Неожиданно в комнату с пистолетами и автоматами наготове вошли Яковлев, Бегматов и остальные участники группы, кроме немца Геллера.
— Ложись! — резко скомандовал Яковлев. И когда Таганов и его соседи по комнате выполнили приказание, продолжил: — Я командир, майор Красной Армии. Мы все решили перейти на сторону своих. Ваша жизнь вне опасности, если пойдете с нами. Даю на размышление пять минут. Решайте!

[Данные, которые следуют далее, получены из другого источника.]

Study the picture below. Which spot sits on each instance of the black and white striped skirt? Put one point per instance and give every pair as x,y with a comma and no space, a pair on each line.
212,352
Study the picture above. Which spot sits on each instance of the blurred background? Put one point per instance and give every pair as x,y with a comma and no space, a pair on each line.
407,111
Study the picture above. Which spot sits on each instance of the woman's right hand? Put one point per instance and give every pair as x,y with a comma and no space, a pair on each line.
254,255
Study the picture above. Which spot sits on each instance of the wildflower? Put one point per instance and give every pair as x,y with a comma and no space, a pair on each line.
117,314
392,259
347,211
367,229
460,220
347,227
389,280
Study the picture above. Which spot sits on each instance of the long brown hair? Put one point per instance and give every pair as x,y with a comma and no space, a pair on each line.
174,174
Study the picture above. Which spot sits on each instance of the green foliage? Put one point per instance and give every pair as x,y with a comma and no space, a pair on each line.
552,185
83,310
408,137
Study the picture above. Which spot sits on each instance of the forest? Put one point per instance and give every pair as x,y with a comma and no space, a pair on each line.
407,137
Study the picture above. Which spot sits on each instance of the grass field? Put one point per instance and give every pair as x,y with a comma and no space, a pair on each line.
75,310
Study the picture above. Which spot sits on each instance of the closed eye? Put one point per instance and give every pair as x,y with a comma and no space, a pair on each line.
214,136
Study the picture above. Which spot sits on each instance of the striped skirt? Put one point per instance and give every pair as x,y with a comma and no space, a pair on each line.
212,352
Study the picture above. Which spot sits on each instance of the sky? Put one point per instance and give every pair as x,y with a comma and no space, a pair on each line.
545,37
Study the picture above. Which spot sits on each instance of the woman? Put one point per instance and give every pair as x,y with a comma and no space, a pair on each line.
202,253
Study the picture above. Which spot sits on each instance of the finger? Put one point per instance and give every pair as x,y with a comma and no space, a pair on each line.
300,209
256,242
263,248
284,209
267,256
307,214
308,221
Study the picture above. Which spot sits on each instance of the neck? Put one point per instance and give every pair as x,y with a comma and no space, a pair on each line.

Те трое согласились почти сразу. Яковлев приказал им встать. Только один Таганов остался лежать на полу лицом вниз. Надо было быстро и безошибочно оценить ситуацию, принять решение и действовать по обстановке... Законы войны и особенно разведки безжалостны. Это могло быть обычной провокацией — излюбленным приемом абвера для проверки благонадежности своих агентов. А если не провокация? Отказ последовать за товарищами грозил ему смертью. Такой нелепой, обидной смертью, смертью предателя. Но этот же отказ был сейчас единственной возможностью остаться в немецком тылу для выполнения задания... Надо решать скорее, ибо группа, уже решившая перейти на сторону наших, торопится, и разбираться с Тагановым будет некогда.
Ашир слышал частые удары собственного сердца.
— Разрешите и мне подняться, — сказал он. — Чего вам меня бояться? Вас много — я один...
Ему позволили встать. Умные, глубоко запавшие глаза Яковлева смотрели испытующе.
— Вы — военнопленные, придете с повинной, и вас простят. А я — перебежчик, — сказал Ашир твердо, тоже не сводя глаз с Яковлева. — Я ушел по политическим мотивам. На той стороне меня расстреляют. Вы это прекрасно знаете. Прошу оставить меня здесь.
Больше ему нечего было сказать. Люди ждали, что ответит Яковлев. Пауза длилась мучительно долго.
— Ашир, решай, — неуверенно заговорил Бегматов, — другой такой возможности вернуться на Родину не будет. Пропадешь ты здесь.
Таганов резко мотнул головой.
— Да его, гада ползучего, придушить надо, товарищ командир! — Захарченко с кулаками кинулся на Таганова.
Ашир ловко вывернулся, удар возмущенного Захарченко пришелся по серой классной доске, к тому же он, не удержавшись, больно ушибся ногой о койку.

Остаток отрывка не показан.